Ok, bonus content #2.

I took Qwen3 1.7B model and did the same but rather then using embedding vector I used vector after 1st/etc layer, below accuracies for 1st positions:

- embeddings: 0.855

- 1st: 0.913

- 2nd: 0.870

- 3rd: 0.671

- 16th: 0.676

- 20th: 0.683

And now mega bonus content: the same but with prefix "count letters in ":

- 1st: 0.922

- 2nd: 0.924

- 3rd: 0.920

- 16th: 0.877

- 20th: 0.895

And for 2nd letter:

- embeddings: 0.686

- 1st: 0.679

- 2nd: 0.682

- 3rd: 0.674

- 16th: 0.572

boroboro4 · 2025-07-11T18:29:46 1752258586

One way here is to use one hot encoding in first (token length * alphabet length) dimensions.

But to be frank I don’t think it’s really needed, I bet everything really needed model learns by itself. If I had time I would’ve tried it though :)

Bonus content, accuracies for other models (notice DeepSeek!):

- Qwen3-32B: 0.873 / 0.585 / 0.467

- Qwen3-235B-A22B: 0.857 / 0.607 / 0.502

- DeepSeek-V3: 0.869 / 0.738 / 0.624

nl · 2025-07-10T14:30:56 1752157856

> the word "strawberry" is a single token, and that single token is what the model gets as input.

This is incorrect.

strawberry is actually 4 tokens (at least for GPT but most LLM are similar).

See https://platform.openai.com/tokenizer

kadushka · 2025-07-10T15:22:35 1752160955

I got 3 tokens: st, raw, and berry. My point still stands: processing "berry" as a single token does not allow the model to learn its spelling directly, the way human readers do. It still has to rely on an explicit mapping of the word "berry" to b e r r y explained in some text in the training dataset. If that explanation is not present in the training data, it cannot learn the spelling - in principle.

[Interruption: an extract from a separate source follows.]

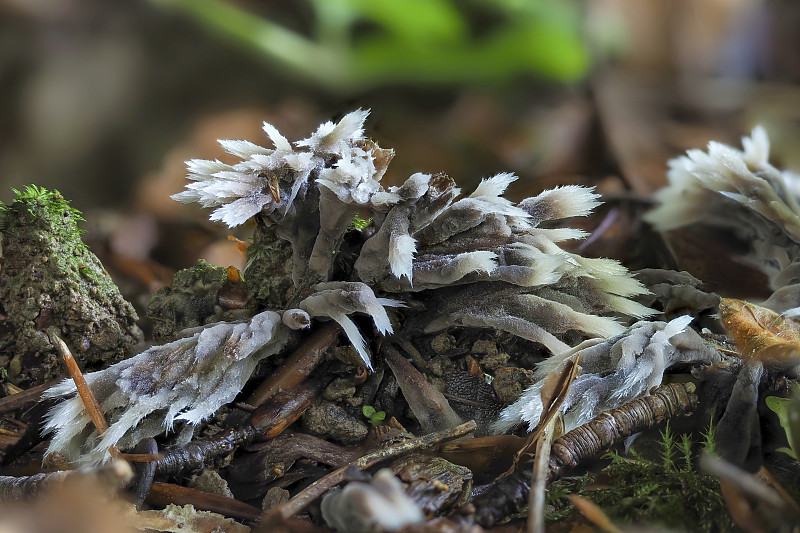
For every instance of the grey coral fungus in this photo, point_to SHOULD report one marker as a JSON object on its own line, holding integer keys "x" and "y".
{"x": 740, "y": 191}
{"x": 613, "y": 372}
{"x": 478, "y": 261}
{"x": 185, "y": 380}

brookst · 2025-07-10T18:55:03 1752173703

Exactly. If “st” is 123, “raw” is 456, “berry” is 789, and “r” is 17… it makes little sense to ask the models to count the [17]’s in [123,466,789]: it demands an awareness of the abstraction that does not exist.

To the extent the knowledge is there it’s from data in the input corpus, not direct examination of the text or tokens in the prompt.

asadotzler · 2025-07-10T20:08:57 1752178137

So much for generalized intelligence, I guess.

kadushka · 2025-07-10T20:11:59 1752178319

Is a human who never learned how to read not generally intelligent?